Recently, I made a list of my favorite mantras about “simplicity” —
KISS — Keep it simple, students (this is a family blog).
Occam’s razor — All things being equal, the simplest explanation tends to be the right one.
“If you can’t explain it to a six year old, you don’t understand it yourself.” Albert Einstein
“Life is really simple, but we insist on making it complicated.” Confucius (and most marketers)
Less is more.
Liberating Constraint — Without boundaries, the imagination flounders.
“Perfection is achieved, not when there is nothing more to add, but when there is nothing left to take away.” Antoine de Saint-Exupery
There are more insightful morsels like these, but the seven above I keep foremost in my thinking every day.
I find myself returning to them often because we humans tend to move away from simplicity rather than toward it.
I’m not sure why. Maybe because simple requires thinking and that’s hard work. Perhaps it is because we like new and shiny. We succumb too easily to boredom. When something becomes familiar, we no longer trust it. We have short attention spans, although I question this supposedly accepted fact. Any combination, or all, of the above.
I noticed this propensity for the complicated when I started teaching college composition and literature. My students, for reasons not clear to me, wrote paragraph-length sentences to express their ideas. Perhaps they wanted to impress me.
They seemed to fear short sentences. Their lengthy sentences most often ended up in the ditch, having arrived there for lack of control and clarity.

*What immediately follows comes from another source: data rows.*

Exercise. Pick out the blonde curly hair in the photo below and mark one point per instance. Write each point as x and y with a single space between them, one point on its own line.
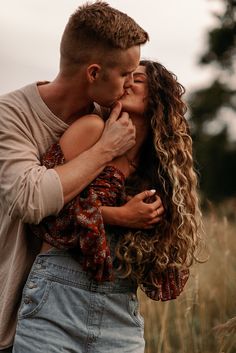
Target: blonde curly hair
166 164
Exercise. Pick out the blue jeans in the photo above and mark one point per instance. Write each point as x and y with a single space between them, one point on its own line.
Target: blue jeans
62 310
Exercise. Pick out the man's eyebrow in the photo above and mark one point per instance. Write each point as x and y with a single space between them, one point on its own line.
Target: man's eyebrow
140 74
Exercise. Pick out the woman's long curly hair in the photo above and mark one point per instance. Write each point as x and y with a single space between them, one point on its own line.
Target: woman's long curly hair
166 164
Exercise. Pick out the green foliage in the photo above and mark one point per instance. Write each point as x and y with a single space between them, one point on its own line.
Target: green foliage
214 152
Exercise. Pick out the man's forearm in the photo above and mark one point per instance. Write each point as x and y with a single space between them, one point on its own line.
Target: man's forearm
76 174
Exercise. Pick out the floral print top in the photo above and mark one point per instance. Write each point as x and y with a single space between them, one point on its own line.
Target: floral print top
79 228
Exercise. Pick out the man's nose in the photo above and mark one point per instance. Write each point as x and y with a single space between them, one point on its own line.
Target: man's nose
129 81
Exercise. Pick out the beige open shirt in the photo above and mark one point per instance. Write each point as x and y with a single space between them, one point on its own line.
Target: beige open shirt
28 192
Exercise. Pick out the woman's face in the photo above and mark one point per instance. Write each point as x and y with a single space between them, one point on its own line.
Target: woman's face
136 97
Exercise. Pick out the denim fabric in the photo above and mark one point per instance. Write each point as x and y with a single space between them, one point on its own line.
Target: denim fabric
62 310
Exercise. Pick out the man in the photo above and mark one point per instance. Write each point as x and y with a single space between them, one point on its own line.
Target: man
100 49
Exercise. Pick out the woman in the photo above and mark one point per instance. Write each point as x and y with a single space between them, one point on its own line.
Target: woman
97 309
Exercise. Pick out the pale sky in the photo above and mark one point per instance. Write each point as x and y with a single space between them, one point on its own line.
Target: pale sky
30 32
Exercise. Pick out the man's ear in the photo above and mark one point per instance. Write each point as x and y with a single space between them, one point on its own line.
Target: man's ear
93 72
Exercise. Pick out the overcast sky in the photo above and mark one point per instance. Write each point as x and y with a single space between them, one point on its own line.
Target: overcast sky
30 32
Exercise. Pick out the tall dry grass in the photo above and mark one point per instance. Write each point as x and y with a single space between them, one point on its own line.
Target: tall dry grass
203 318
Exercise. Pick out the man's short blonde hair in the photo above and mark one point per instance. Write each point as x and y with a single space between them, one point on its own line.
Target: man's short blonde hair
96 30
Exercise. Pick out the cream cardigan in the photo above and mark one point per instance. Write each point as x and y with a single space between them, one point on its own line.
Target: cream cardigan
28 192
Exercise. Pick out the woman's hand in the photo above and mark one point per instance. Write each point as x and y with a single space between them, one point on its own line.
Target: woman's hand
136 213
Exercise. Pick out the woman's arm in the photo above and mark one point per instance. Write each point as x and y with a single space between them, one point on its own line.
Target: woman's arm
82 135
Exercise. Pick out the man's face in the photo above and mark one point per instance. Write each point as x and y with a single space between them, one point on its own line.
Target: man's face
112 83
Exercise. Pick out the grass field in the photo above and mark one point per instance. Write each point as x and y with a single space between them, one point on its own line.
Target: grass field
203 318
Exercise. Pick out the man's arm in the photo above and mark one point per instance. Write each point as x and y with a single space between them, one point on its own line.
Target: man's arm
31 192
136 213
117 137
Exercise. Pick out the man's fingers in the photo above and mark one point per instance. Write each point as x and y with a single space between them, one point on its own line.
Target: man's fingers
145 194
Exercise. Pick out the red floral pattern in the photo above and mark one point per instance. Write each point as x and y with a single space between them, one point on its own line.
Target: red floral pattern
79 226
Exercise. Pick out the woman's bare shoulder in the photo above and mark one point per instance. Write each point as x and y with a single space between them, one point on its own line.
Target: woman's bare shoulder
81 135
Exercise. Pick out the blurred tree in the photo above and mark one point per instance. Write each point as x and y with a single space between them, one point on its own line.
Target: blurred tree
215 151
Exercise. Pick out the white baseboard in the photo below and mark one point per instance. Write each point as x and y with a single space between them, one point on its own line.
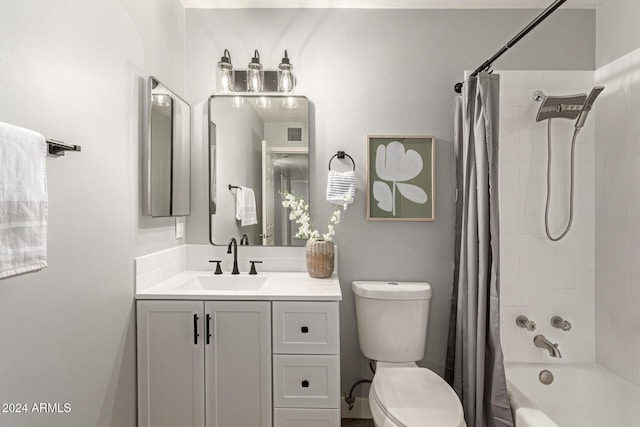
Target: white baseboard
360 409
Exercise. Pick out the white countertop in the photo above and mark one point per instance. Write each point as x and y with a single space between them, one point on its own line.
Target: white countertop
277 286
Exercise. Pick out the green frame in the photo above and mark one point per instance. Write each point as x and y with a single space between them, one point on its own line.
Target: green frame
400 178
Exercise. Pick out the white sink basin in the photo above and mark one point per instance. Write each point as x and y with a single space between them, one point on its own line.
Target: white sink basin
224 283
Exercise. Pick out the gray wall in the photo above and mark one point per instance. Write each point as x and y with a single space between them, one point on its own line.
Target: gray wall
377 72
617 29
73 70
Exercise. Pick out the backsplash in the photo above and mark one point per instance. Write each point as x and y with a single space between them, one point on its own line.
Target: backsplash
154 268
540 278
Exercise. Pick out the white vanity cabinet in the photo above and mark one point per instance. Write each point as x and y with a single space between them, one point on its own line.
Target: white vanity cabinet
306 364
204 363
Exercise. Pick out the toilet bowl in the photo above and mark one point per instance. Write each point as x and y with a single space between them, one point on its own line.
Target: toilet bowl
405 395
392 324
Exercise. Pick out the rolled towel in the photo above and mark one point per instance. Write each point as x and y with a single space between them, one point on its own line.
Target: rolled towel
23 201
341 187
246 206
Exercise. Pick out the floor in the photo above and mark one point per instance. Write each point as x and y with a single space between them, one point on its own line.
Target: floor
355 422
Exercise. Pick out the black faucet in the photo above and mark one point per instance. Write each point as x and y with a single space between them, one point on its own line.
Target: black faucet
234 243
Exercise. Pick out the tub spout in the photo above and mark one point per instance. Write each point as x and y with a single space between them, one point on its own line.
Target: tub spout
542 342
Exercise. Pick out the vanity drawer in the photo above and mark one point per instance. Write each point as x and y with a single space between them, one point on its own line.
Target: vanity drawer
305 327
306 417
306 381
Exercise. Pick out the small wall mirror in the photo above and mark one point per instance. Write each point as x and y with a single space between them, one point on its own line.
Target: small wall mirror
167 186
260 143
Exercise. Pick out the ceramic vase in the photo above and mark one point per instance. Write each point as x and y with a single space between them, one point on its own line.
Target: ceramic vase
320 258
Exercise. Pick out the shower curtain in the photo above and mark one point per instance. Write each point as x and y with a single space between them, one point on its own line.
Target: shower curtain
474 365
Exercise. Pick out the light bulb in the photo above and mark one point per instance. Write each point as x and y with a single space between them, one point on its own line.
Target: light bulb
236 102
286 78
255 74
225 76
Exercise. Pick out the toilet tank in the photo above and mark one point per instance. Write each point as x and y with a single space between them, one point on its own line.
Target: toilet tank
392 319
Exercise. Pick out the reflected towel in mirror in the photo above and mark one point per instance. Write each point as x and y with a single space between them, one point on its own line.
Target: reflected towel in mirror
246 206
341 187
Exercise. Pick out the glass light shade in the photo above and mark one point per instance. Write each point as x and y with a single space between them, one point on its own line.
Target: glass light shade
225 77
286 78
255 77
236 102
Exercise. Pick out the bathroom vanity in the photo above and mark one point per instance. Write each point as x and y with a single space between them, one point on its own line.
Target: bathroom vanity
239 351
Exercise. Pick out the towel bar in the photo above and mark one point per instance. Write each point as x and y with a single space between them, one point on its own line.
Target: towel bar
341 155
57 148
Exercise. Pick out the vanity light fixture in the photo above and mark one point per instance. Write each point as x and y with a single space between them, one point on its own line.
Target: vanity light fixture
263 103
236 102
286 78
225 76
161 100
255 74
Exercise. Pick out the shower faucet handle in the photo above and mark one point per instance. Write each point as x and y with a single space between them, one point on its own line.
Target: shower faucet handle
560 323
524 322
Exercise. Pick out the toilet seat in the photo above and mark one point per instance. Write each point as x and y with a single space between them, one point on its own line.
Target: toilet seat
414 397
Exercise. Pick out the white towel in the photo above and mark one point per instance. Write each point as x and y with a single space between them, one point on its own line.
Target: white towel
23 201
341 187
246 206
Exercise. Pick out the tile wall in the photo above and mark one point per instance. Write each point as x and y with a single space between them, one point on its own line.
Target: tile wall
617 154
540 278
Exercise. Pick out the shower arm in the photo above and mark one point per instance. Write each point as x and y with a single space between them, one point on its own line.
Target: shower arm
487 64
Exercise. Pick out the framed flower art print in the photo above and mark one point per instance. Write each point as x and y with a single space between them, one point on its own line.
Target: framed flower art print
400 178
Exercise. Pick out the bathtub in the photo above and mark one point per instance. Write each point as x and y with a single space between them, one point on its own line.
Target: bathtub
581 395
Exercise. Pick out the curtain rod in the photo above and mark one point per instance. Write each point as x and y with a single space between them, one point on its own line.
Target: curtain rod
487 64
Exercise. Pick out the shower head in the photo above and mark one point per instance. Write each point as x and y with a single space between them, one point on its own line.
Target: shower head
559 107
588 104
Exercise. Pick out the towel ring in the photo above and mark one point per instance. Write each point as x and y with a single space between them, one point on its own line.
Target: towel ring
340 155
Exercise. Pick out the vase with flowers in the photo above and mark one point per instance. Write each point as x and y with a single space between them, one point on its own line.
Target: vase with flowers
320 251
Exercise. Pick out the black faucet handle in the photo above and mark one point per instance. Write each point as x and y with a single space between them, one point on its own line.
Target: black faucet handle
218 268
253 271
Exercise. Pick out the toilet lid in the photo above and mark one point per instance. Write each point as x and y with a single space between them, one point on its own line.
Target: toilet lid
413 396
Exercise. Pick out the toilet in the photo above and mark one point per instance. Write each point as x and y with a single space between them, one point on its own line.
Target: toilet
392 330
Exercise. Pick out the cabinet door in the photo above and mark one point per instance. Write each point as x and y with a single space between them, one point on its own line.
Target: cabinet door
238 364
170 364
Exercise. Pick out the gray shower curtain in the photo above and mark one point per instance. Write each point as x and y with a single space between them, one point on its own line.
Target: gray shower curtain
474 364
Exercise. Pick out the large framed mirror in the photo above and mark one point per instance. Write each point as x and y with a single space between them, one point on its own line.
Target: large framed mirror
261 144
167 154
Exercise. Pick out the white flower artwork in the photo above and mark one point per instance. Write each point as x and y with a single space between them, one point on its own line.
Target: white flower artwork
397 165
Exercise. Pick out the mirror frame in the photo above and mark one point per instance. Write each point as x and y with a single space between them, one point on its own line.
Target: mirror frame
181 174
212 178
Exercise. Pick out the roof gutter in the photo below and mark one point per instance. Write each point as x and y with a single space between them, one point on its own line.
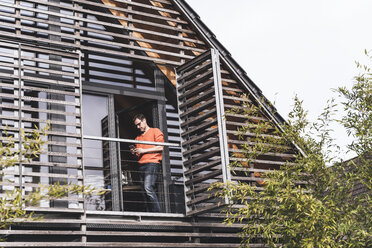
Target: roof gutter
236 69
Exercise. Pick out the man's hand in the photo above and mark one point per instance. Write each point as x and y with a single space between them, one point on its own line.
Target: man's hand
140 151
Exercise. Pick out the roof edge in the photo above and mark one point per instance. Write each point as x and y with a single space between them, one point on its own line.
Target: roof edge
226 55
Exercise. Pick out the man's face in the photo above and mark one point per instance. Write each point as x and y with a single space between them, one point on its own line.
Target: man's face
140 124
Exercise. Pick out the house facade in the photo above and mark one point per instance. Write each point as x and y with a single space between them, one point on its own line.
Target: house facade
85 68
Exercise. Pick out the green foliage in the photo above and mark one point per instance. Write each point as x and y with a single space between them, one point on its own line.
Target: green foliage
14 202
307 203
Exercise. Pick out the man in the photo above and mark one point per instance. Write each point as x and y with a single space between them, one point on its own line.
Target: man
149 159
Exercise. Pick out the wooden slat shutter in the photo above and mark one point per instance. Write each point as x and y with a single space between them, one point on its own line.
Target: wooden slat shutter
42 85
203 130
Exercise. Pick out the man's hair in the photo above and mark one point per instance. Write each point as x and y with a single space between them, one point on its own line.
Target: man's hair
139 117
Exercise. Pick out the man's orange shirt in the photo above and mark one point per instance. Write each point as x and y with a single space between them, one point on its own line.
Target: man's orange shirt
153 134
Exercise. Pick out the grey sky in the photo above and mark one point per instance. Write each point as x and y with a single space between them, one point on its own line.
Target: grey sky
290 47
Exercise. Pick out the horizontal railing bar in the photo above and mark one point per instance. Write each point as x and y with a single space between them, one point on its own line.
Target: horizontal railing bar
130 141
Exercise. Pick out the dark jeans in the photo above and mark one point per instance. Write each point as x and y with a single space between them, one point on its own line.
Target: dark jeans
148 175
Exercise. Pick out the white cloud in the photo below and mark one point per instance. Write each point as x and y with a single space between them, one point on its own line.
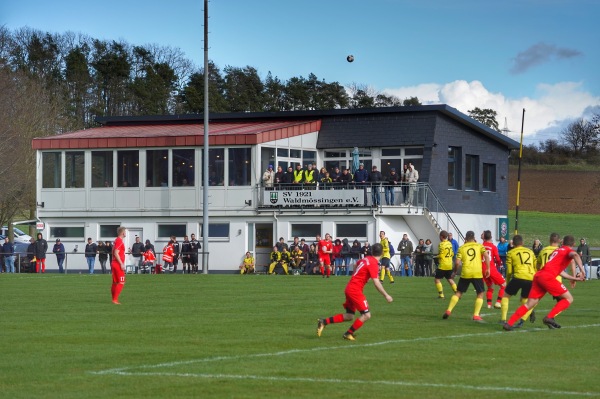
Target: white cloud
546 113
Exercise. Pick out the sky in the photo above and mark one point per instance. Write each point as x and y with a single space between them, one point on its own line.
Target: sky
539 55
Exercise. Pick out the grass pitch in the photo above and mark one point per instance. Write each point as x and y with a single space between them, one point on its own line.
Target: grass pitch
226 336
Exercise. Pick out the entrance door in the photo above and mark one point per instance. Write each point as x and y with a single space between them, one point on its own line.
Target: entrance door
263 234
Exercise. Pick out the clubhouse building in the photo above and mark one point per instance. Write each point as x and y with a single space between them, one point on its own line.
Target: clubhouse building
145 173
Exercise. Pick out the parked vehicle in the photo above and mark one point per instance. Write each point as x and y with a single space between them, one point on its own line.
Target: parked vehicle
20 236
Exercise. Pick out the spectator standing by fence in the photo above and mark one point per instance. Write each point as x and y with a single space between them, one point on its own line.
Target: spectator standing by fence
40 247
91 249
8 249
59 251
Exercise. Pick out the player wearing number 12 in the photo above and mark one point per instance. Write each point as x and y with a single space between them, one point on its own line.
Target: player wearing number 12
520 268
470 255
366 269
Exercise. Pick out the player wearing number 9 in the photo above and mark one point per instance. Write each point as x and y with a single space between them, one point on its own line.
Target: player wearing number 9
470 256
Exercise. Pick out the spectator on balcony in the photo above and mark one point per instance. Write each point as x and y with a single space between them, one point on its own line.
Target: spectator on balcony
391 182
91 250
59 251
279 177
375 178
269 178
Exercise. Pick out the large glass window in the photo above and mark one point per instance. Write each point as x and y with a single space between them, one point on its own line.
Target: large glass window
489 177
306 230
67 232
102 169
183 168
108 231
74 169
216 166
157 168
472 172
168 230
128 164
353 230
454 167
51 170
240 170
216 230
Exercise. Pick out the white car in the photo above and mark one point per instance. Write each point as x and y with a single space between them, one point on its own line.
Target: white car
20 236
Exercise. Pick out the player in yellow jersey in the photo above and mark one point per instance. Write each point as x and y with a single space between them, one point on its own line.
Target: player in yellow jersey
520 268
469 256
445 266
247 265
385 258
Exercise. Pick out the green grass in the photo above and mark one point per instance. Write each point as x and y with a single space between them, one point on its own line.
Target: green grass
225 336
534 225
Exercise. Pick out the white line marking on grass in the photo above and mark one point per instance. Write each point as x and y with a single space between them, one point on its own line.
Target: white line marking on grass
361 382
122 370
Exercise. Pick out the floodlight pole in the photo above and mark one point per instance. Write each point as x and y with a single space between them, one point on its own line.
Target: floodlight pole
205 185
519 175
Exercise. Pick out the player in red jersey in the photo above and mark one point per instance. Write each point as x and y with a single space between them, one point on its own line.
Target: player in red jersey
544 281
117 266
325 250
495 277
366 269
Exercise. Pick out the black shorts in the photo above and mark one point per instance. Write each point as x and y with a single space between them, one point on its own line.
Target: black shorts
463 284
441 274
516 284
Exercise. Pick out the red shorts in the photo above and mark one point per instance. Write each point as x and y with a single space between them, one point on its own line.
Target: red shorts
117 273
546 283
495 277
356 301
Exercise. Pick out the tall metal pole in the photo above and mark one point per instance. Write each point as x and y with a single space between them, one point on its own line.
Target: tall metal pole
205 186
519 175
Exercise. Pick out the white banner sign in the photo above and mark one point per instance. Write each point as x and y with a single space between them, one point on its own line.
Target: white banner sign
314 197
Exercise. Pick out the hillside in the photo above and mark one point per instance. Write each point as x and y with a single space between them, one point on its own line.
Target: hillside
556 191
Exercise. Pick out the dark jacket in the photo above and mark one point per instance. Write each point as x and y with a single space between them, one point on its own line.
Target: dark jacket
40 247
59 250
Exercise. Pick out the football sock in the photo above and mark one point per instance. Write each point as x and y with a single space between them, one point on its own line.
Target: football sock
438 286
563 304
478 304
355 326
504 308
338 318
520 312
453 301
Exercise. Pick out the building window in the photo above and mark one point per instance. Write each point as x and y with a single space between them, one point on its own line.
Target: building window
351 230
157 168
168 230
183 168
108 231
454 167
216 166
472 172
51 170
216 230
306 230
74 169
240 170
67 232
102 169
489 177
128 172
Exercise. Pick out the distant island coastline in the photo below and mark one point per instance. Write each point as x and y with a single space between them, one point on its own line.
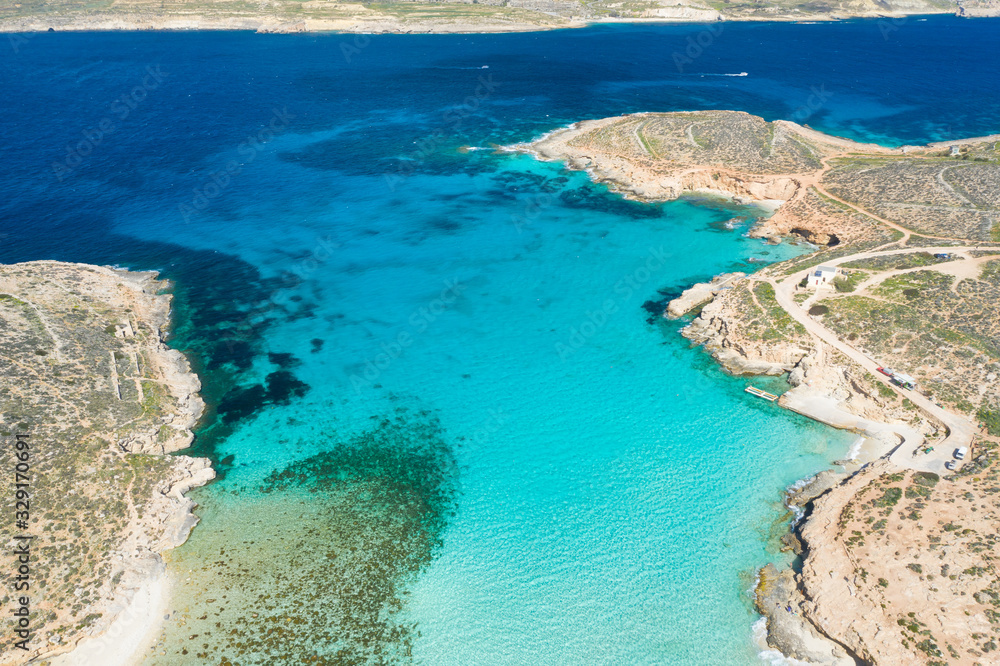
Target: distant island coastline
291 16
905 268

I see it regularly among participants of my creative-brief-writing workshops. They admit to populating their briefs with marketing lingo and insider short-hand because that is the world they know.
When you live and play among others who speak the same language, is it any wonder that this short-hand ends up in their creative briefs?
Is it any wonder that the writers of this short-hand are the last ones to see it?
My favorite mantra from the list above is Albert Einstein’s. If I can’t make an idea, a brand, a concept clear to a child, how can I understand it?
Try it. Explain free trade policy to a six year old.
I’m sure you can, but not before you really think about it.
Simplicity is easy to preach, harder to practice.
Which is one reason why we have so many catchy mantras to remind us to keep things simple.